Aruba Wireless Networks of San Jose, Calif., this week announced an RF management application called RF Director that will work with the company’s line of wireless LAN switches. The program will accept plug-ins, including some announced by the company as well as future plug-ins developed by third-parties.
“The motivation for this application is the fact that enterprises don’t have any view into the RF environment,” says Keerti Melkote, co-founder and vice president of product management and marketing at Aruba. “But RF is where the wireless LAN lives. It’s a throw back to the early wired network — you didn’t know if you had a problem on the PC or on the backend, so it was always the network to blame.”
He cites the lack of control over an RF environment as a reason for using the Director platform. The company says from the Director dashboard, with the right plug-ins for functionality, the network administrators can tackle everything from planning access point deployment without a site survey to monitoring the RF activity of the network to troubleshooting or gather traffic statistics. Gathered data can be analyzed in the software, and used in the process of calibrating the RF environment run by the Aruba switch.
Using the successful “Photoshop-approach,” RF Director will accept plug-ins. Aruba announced in conjunction with Director an RF Lock plug-in that handles security functions such as rogue access point detection, and uses some soon-to-be-patented algorithms that classify the rogue, and then, if necessary “destroy” it so it can’t get on the network.
“Everyone says they can detect rogues, but that’s just the beginning,” says Melkote. “Customers want the ability to shut them out.”

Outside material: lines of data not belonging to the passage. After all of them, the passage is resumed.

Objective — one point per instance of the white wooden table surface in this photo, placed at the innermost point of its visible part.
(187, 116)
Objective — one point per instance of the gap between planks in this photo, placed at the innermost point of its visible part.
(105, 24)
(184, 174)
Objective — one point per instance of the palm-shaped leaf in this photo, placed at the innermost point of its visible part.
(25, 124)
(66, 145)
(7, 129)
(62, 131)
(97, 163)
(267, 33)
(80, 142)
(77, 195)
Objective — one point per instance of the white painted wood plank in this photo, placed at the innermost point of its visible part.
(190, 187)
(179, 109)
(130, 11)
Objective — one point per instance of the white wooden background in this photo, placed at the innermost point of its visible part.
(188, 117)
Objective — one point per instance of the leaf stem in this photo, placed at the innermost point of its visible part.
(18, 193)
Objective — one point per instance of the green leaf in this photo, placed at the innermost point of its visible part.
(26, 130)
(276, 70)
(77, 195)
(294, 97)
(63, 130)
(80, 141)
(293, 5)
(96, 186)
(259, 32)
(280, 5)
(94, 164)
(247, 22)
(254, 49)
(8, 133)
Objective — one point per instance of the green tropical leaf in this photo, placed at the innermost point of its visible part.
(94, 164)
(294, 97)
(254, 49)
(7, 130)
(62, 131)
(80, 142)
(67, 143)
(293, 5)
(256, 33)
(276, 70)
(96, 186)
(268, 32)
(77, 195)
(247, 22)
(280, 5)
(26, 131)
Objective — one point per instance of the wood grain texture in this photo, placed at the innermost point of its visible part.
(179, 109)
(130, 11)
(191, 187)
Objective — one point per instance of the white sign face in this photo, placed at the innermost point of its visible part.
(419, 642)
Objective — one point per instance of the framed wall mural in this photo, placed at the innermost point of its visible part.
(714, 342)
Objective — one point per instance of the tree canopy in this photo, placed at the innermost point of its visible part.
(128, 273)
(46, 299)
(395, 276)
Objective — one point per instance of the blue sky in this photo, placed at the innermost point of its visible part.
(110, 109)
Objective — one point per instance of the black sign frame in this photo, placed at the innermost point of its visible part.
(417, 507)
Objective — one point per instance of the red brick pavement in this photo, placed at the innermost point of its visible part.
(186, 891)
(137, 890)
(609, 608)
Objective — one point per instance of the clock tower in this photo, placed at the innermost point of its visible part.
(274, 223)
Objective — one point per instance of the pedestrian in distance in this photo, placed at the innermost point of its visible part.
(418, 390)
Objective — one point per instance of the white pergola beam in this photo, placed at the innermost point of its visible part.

RF Lock will also handle “honeypot protection” so that clients only associate with valid access points and protects against any non-sanctioned access points from impersonating itself as a service of the enterprise WLAN. Same for client stations — no spoofing. RF Lock will come in bundles with Aruba switches and varying numbers of RF probes, the air monitoring hardware that tracks what’s happening in the RF environment.
Other announced plugs-ins will be RF Plan for quick site surveys and RF Analyze for real-time monitoring and packet capture that will detail stats about the whole network or drill down to a single client.
RF Director will also support third party plug-ins, and Aruba says the first to ship will likely be a version of WildPacket’s AiroPeek NX traffic analyzer.
The RF Director architecture is free and is integrated with the Aruba switches. Each individual module (RF Plan, RF Lock, and RF Analyze) will be priced at $10,000; RF Lock will also come in packages with an Aruba 5000 switch and 20 RF probes for $30,000, or with 5 probes for $15,000. The AiroPeek NX plug-in will be out in August and downloadable from WildPackets, but no price has been announced.
Aruba has shipped about 20 WLAN switch systems to customers since it’s inception — Melkote says they’re well out of the R&D phase of business — and last week announced a program called Wi-Fi It! where they will supply free wireless connectivity for users at tradeshows and conferences if the show meets Aruba’s requirements of multiple days and attendees.